The EU allowed lactic acid washes on beef carcasses as a decontaminant in 2013 and was under pressure to allow it on chicken carcasses too.
But campaigners fear that using acid or chlorine washes to get rid of germs will allow farmers to descend to a lower standard of hygiene.
National Farmers' Union president Minette Batters said the challenges of climate change, tackling wildlife declines and ensuring animal welfare would not be met by a model that "ignores the hidden cost" of how food is produced.
She urged the Government to insist that countries who want to trade with the UK do so "on our terms" when it comes to food standards.
"To sign up to a trade deal which results in opening our ports, shelves and fridges to food which would be illegal to produce here would not only be morally bankrupt, it would be the work of the insane," Ms Batters said.
At the NFU's annual conference in Birmingham on Tuesday, she reiterated a warning that imported food should not be allowed to undercut the standards UK farmers have to meet on animal welfare, food safety and the environment.

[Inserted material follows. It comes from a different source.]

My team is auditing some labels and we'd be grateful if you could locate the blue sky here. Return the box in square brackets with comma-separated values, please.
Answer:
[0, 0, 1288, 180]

Producers in other parts of the world wash livestock in chlorine or other chemicals, use antibiotics to promote growth, are allowed to use battery cages for egg-laying hens and do not need vets' prescriptions for drugs, she said.
Ms Batters called for rules in the Agriculture Bill to ensure that food that would be illegal to produce here will not be imported, and for a commission to oversee trade regulations regarding food and agriculture.
She said it was an issue that would "test the moral compass of some in Government".
"If you raise the bar at home but refuse to legislate on imports then I can only wonder, was the motive ever really about improving global standards in welfare or the environment after all.
"This isn't just about chlorinated chicken. This is about a wider principle.
"We must not tie the hands of British farmers to the highest rung of the standards ladder while waving through food imports which may not even reach the bottom rung."